HE may be living in exile, but he’s not exactly slumming it.
Reporters from the television programme Viva la Vida have traced Spain’s disgraced King Emeritus, Juan Carlos I, to a secluded, paradise island in Abu Dhabi.
A 15 minute boat ride from the mainland, Nurai measures just one kilometre squared and is home to a swanky hotel as well as 11 luxurious villas that are ‘hidden behind vegetation.’
One of them, worth an estimated €11 million, has become the former king’s exile pad.

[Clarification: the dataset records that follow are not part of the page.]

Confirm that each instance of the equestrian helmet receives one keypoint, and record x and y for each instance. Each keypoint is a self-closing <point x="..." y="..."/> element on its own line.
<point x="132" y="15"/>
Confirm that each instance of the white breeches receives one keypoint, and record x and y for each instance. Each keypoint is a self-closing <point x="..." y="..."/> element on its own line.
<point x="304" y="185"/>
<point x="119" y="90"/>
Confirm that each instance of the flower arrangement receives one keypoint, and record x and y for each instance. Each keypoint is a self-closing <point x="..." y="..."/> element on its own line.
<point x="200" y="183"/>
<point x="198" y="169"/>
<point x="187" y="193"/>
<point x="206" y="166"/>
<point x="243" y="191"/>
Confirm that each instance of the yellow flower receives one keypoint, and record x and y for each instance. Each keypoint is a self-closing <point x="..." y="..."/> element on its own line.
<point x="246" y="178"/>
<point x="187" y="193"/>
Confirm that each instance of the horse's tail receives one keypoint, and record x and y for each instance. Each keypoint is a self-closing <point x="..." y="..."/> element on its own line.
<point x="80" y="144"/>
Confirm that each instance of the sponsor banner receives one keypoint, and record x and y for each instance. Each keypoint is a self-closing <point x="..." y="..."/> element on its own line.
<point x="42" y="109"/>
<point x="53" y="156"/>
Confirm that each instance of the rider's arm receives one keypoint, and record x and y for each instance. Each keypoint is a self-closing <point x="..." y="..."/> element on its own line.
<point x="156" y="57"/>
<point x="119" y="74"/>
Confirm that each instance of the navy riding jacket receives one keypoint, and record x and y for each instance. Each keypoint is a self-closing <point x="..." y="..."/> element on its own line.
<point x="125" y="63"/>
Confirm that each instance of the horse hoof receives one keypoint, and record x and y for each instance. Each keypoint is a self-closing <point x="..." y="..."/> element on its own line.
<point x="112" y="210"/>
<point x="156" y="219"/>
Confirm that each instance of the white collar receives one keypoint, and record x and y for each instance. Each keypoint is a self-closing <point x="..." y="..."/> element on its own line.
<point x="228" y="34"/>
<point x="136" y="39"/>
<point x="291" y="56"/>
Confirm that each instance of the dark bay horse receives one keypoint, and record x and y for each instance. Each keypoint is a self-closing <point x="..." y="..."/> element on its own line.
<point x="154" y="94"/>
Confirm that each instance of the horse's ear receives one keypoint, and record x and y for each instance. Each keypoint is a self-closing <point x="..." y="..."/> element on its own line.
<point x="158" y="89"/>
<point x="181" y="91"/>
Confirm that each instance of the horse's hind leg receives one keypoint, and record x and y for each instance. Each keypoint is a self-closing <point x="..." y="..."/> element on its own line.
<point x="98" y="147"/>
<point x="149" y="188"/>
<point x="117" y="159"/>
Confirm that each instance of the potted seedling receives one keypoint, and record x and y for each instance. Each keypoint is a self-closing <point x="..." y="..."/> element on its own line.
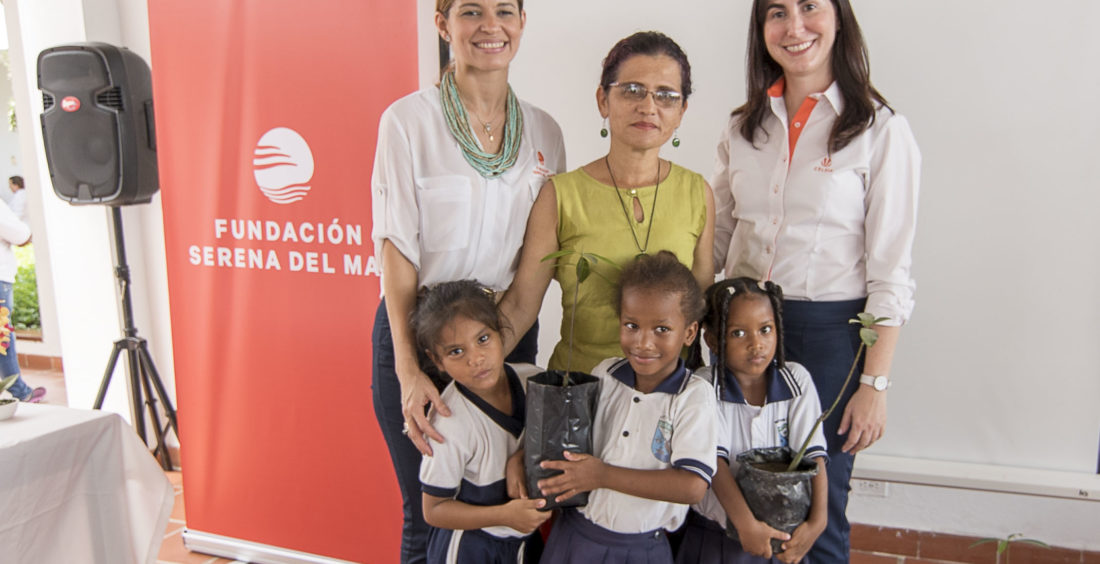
<point x="561" y="405"/>
<point x="777" y="482"/>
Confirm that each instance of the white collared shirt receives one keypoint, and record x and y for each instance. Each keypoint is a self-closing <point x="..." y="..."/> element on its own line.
<point x="672" y="427"/>
<point x="447" y="219"/>
<point x="825" y="227"/>
<point x="790" y="409"/>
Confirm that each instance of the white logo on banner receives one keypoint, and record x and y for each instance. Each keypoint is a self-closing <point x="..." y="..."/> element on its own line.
<point x="283" y="165"/>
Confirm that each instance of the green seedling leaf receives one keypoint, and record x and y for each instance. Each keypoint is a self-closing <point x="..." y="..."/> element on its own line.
<point x="869" y="336"/>
<point x="583" y="268"/>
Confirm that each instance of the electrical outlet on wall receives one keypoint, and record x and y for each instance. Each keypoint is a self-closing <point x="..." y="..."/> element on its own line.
<point x="870" y="487"/>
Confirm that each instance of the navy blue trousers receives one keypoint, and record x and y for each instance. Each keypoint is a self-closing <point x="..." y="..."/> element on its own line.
<point x="386" y="394"/>
<point x="818" y="336"/>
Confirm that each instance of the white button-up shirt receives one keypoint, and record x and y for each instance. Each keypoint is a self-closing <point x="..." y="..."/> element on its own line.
<point x="448" y="220"/>
<point x="825" y="227"/>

Owned by the Al-Qubaisi family, with whom Carlos I is staying, the two-storey house has six bedrooms, seven bathrooms, a panoramic sea view, spacious lounges, a snooker room, a table football room, its own cinema, a private beach, and an infinity pool.
Altogether the plot is some 4150 metres squared.
Embroiled in numerous controversies, among them an elephant-hunting trip to Botswana in 2012, Carlos I abdicated in 2014 and has since been investigated for various financial crimes.
These include the use of ‘opaque credit cards’, for which he had to pay €678,393,72 to Spain’s tax agency in what constitutes an admission of fraud.
He left Spain on August 3, 2020, to go into exile, which is apparently not so bad after all.